Extrañaré un poco a mi abuela y por eso estoy tan pesada con Henry Miller: “Dormir se puede casi en cualquier parte, pero hay que tener un sitio para trabajar. Aún cuando no estés haciendo una obra maestra. Hasta una novela mala requiere una silla en que sentarse y un poquito de intimidad.”
Qué razón tiene sobre lo necesario de crear un espacio propio para escribir. Yo tengo mi mesa, con lugar suficiente para el té o mate del lado izquierdo de la computadora. Un anotador del lado derecho, grande y abierto, espera atento mis garabatos, mis arranques compulsivos de ideas superpuestas con diferentes caligrafías y tintas que dependen de mi estado de ánimo, de la rapidez con que los pensamientos me obligan a darles vida.

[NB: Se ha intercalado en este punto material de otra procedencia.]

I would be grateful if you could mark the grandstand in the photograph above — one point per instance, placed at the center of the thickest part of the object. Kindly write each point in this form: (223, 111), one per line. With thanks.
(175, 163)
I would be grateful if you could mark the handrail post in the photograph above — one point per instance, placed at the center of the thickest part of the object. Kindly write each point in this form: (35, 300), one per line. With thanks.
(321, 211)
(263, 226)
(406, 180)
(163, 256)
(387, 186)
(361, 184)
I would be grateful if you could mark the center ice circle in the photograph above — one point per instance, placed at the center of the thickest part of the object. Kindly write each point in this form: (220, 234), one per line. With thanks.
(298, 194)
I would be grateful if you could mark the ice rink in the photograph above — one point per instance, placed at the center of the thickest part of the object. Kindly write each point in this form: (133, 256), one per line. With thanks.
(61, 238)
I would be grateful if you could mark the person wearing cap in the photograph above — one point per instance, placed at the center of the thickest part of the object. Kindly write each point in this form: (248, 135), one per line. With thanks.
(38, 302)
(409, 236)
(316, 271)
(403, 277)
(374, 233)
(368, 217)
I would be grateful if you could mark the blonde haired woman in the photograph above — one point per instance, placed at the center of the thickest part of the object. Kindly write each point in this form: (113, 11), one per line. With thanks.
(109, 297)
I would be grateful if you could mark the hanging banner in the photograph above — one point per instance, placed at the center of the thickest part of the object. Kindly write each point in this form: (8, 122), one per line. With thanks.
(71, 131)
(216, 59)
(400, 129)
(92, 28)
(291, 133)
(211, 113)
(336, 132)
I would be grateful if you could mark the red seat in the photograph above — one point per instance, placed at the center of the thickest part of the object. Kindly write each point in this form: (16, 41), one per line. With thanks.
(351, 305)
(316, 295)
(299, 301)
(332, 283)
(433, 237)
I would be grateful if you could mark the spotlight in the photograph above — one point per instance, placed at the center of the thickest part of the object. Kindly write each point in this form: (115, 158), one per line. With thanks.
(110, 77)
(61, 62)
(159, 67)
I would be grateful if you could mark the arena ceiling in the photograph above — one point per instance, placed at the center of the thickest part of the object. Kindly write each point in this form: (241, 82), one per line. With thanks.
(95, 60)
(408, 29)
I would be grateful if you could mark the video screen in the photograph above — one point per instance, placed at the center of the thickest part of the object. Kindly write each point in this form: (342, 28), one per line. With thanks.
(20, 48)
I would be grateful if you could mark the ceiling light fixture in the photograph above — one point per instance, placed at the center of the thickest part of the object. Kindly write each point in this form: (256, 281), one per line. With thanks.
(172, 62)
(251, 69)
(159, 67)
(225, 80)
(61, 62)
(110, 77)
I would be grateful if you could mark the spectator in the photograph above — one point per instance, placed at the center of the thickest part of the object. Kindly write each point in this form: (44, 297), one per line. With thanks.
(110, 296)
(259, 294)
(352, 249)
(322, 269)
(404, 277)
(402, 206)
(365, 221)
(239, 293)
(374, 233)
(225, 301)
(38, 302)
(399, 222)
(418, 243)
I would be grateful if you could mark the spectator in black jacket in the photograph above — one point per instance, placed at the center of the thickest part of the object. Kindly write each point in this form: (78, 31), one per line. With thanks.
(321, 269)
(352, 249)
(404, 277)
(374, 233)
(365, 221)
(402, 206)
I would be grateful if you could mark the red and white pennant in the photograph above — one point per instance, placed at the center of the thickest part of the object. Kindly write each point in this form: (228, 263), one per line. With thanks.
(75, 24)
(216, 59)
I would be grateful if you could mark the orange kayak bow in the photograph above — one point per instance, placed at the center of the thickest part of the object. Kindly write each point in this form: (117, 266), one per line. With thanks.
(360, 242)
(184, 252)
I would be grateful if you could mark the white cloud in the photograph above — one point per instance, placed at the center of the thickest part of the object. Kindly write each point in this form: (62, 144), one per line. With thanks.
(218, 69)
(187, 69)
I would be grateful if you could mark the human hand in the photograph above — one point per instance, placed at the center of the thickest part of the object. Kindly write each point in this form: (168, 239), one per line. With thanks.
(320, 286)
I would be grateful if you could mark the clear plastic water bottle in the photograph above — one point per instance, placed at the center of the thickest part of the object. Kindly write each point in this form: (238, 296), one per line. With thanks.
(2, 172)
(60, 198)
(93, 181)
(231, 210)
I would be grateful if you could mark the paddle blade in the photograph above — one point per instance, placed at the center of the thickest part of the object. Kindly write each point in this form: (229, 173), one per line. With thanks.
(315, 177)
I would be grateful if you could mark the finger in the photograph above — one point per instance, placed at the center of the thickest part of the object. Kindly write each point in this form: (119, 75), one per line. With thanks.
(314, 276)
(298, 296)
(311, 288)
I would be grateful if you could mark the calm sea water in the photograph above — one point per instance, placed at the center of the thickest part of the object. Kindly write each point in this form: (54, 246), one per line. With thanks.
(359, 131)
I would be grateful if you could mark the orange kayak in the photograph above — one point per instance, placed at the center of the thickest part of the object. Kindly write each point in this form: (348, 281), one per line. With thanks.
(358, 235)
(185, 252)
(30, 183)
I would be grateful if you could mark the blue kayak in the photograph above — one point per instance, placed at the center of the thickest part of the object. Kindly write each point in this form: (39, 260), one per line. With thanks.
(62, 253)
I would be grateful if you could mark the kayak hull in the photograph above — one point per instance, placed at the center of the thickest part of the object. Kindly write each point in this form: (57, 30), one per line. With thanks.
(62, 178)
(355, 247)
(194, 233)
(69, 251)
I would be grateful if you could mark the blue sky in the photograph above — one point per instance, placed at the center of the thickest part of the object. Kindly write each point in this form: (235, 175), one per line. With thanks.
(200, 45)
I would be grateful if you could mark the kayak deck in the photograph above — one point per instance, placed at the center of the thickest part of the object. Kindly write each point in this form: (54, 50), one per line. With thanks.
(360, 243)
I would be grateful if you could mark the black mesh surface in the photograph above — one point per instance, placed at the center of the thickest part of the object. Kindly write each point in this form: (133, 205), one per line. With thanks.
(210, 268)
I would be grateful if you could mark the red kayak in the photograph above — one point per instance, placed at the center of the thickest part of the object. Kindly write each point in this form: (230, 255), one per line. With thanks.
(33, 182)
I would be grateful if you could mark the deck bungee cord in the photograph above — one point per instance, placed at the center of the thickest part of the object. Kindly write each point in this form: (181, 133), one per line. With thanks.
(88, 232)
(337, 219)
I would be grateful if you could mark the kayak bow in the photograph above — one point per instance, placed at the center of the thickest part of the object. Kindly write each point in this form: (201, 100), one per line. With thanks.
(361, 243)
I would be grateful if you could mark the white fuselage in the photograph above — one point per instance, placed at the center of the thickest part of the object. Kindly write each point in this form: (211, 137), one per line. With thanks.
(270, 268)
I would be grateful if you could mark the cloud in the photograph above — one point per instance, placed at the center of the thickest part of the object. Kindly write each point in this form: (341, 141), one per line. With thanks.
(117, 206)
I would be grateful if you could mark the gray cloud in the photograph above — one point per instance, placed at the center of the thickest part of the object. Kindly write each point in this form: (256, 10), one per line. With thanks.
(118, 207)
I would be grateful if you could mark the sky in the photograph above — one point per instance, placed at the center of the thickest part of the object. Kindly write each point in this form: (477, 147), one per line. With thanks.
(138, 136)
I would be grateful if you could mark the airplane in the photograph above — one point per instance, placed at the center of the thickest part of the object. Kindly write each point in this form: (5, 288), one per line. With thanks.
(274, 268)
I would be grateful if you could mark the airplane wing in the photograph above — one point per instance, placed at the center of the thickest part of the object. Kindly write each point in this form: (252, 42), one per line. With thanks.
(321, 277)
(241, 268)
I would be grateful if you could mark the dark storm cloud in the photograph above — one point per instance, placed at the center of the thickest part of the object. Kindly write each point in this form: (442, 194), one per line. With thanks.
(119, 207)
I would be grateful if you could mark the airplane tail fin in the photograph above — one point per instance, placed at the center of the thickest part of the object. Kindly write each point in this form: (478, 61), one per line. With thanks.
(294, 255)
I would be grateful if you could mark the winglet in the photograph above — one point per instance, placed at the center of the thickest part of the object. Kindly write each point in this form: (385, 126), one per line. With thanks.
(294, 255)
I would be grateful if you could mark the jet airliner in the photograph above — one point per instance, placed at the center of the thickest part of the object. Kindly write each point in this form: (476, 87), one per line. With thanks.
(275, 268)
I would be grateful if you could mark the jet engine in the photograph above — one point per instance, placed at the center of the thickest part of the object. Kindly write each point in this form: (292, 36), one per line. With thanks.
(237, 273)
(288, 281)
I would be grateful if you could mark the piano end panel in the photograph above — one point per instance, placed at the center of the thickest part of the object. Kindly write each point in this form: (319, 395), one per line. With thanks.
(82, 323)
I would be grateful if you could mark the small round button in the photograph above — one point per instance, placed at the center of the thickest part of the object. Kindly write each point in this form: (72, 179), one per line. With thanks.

Necesito que todo lo que miro cuando pienso me represente de alguna manera, que esté en proceso, cuestionando algo, que se imponga firme ante la amenaza del olvido. Cada objeto en mi mesa es orgulloso de personalidad, siente el privilegio de pertenecer a mi mundito y está ahí por un asunto que tiene pendiente conmigo.
Al teléfono, por ejemplo, me hace falta tenerlo atento. Es un secretario inútil y voluntarioso cuya única función es la de ahorrarme el más mínimo esfuerzo de moverme de la silla. Un ejército de biromes y lápices espera ansioso la orden al ataque en cualquier momento, soldaditos mancos que se esmeran por sobresalir haciendo de cuenta que ya no entran más en el lapicero.
Estoy acostumbrada a escribir percibiendo detrás la seguridad veinticuatro horas de mi biblioteca. Ella me cuida de esos miedos, tan cobardes, tan de cuarta, que a veces amenazan con apuñalarme por la espalda, villanos que en muchas oportunidades han entrado igual a atacar por la ventana, anulando a la pobre y fiel custodia que impotente trata de defenderme disparando con libros inofensivos cargados en los estantes.
Es muy simple, para poder pensar necesito mi rincón con mis cosas. Compañeras ellas me apuntalan el camino, me alientan respetuosas y me gritan demandantes cuando las evito justificándome con la necesidad de un sustento, el miedo a la soledad o el pago de impuestos. Siempre hay que tener un lugar para escribir que nos llame la atención cuando nos hacemos los distraídos. Como una multa de advertencia que nos perdona cuando estacionamos el auto en el lugar equivocado pero, al mismo tiempo, nos intima a que sea la última vez.